As críticas à política econômica, feitas por Temer e pelo presidente do Senado, Antonio Carlos Magalhães (PFL-BA), e endossadas pelo governador paulista, Mário Covas (PSDB), foram consideradas declarações de aliados "normais numa democracia pluripartidária" e "parte do jogo político", mas estariam sendo "tomadas numa proporção muito acima da que seria razoável em relação à sua substância e às pessoas que emitem essas opiniões".
Parente citou dados da Confederação Nacional da Indústria (CNI) e da Fundação Getúlio Vargas. Lembrou que a cesta básica reduziu de preço em julho e a taxa de desemprego em maio e junho de 1999 foi inferior à de 1998. "Tivemos geração de emprego dez vezes superior nesses dois meses, quando comparados com os dois meses de 1998: foram gerados 335 mil empregos no período." Parente acrescentou que nos sete primeiros meses deste ano o investimento direto estrangeiro foi superior a US$ 17 bilhões, financiando mais de 100% do déficit em conta corrente.

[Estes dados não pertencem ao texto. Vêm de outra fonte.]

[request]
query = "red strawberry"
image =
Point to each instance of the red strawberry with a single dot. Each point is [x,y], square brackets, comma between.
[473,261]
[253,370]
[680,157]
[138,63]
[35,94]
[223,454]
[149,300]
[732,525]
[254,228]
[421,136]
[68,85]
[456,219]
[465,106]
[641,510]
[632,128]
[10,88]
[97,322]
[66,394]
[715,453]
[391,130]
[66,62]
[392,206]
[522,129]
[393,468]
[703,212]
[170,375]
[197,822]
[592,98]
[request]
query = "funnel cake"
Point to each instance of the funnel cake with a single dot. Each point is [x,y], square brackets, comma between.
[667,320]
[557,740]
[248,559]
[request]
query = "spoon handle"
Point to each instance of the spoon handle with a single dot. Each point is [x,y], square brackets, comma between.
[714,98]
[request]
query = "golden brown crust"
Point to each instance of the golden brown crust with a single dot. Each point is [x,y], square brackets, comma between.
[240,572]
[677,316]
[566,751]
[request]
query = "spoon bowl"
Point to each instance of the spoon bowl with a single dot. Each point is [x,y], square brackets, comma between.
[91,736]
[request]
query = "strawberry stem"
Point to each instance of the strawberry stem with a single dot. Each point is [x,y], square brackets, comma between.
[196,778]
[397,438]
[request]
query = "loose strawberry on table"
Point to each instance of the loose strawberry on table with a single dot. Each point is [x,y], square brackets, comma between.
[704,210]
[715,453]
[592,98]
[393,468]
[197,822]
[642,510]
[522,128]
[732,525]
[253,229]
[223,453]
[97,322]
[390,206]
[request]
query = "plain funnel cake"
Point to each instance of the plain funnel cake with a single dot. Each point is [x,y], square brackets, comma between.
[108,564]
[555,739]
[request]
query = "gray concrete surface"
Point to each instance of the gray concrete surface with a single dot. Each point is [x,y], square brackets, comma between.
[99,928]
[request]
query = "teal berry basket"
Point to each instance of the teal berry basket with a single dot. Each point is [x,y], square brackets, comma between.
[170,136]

Ao citar Mendonça de Barros, o ministro fez questão de lembrar "que se trata de um entre cinco vice-presidentes do PSDB", um dos cinco partidos que apóiam o governo. "Mas não fala em nome de seu partido conforme me afiançou o senador Teotônio Vilela Filho (presidente nacional do partido)", disse. "Suas opiniões, em decorrência, são irrelevantes para a condução da política econômica do governo."
No encontro na residência de Temer, a cúpula do PMDB pediu a Malan que afrouxe o controle da política econômica e facilite o crédito para pequenos e microempresários. Na avaliação dos pemedebistas, o ministro demonstrou "sensibilidade" aos pedidos. "Eu não digo que ele vá mudar, mas ele está sensível"
afirmou Temer.
O presidente do PMDB, senador Jader Barbalho (PA), disse que foi sugerido a Malan que faça "tudo o que for possível" para manter a trajetória declinante da taxa de juros. Ele defendeu a permanência do ministro, argumentando que a política econômica é do presidente, embora deva sofrer revisão.
Em sua exposição a Temer, Jader e o líder do PMDB na Câmara, Geddel Vieira Lima (BA), Malan procurou demonstrar que já há sinais de recuperação econômica. "Ficamos muito impressionados quando ele disse que nos últimos três meses houve a criação de 300 mil postos de trabalho", afirmou o presidente da Câmara.
O líder do PSDB na Câmara, Aécio Neves (MG), e o líder do governo, Arnaldo Madeira (PSDB-SP), também saíram em defesa de Malan, ressaltando sua importância na condução da política econômica do governo. "Não podemos negar que houve avanços durante a administração de Malan, mas só teremos vitória completa com o desenvolvimento", disse Aécio.